Since it's not entirely obvious, this is how you can ignore a subset of the query string when using Nginx as a cache for an upstream server (think legacy cache-busting behavior, which can make a Nginx cache ineffective).

First off is the proxy_cache_key directive, which defaults to the value of $scheme$proxy_host$uri$is_args$args. This is ultimately the value that is hashed by Nginx as the lookup key for the cached result. So naturally, any change to this key will result in a separate canonical cache.

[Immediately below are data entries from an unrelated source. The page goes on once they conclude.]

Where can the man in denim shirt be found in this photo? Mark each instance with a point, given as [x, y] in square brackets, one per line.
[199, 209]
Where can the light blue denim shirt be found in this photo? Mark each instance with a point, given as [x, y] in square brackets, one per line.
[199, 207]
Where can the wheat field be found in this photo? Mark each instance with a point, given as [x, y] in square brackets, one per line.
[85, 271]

$is_args resolves to the literal ? or empty string, so you can basically consider this key to be equal to $scheme$proxy_host$request_uri. All variables are document on the official docs.

But let's say we want to ignore a value e.g. say ?random=2d027f03-54aa-4713-b67a-1d11a3025f59, but don't want to take the draconic approach of asking Nginx to completely ignore the query string. For this, I think the easiest solution is to use Nginx maps and regex.

TOML, also INI
code block
Skip
# Maps need to be under the http context.
http {

    # The input to the map is $args, which might be an empty string.
    map $args $cache_args {
        # Kind of scary, explained later.
        "~*^(.*?)?&?tag=[^&]*?(&.*)?$" $1$2;
        # If the above regex fails to match, assume the $args as unchanged.
        default $args;
    }
}

Let's break down that scary regex.

A regex expression that is color coded with the different sections
I'm so sorry to screen readers, I have no idea how to make this accessible.
  • (Purple) The first section isn't regex, but it does enable regex within the map pattern selector. The * part declares this regex should be done case-insensitive. RFC does say that URL's should be case-sensitive, but most systems follow Postel's law, as letter-case may change going through multiple proxies.
  • (Yellow) Just specifying that this regex must eat the whole input, or none of the input. This is typically best practices for both performance and correctness.
  • (Green) Capture group 1 (aka $1) - basically eat everything, non-greedily, before our "query parameter to remove". The non-greedy *? is mostly a micro-optimization to avoid regex backtracking (read, costly). Most regex DOS exploits are from causing excessive backtracking.
  • (Red) Capture group 2 (aka $2) - basically eat everything after the "query parameter to remove".
  • (Gray) The actual "query parameter to remove" - basically eat the literal random=, and then any input that is not &.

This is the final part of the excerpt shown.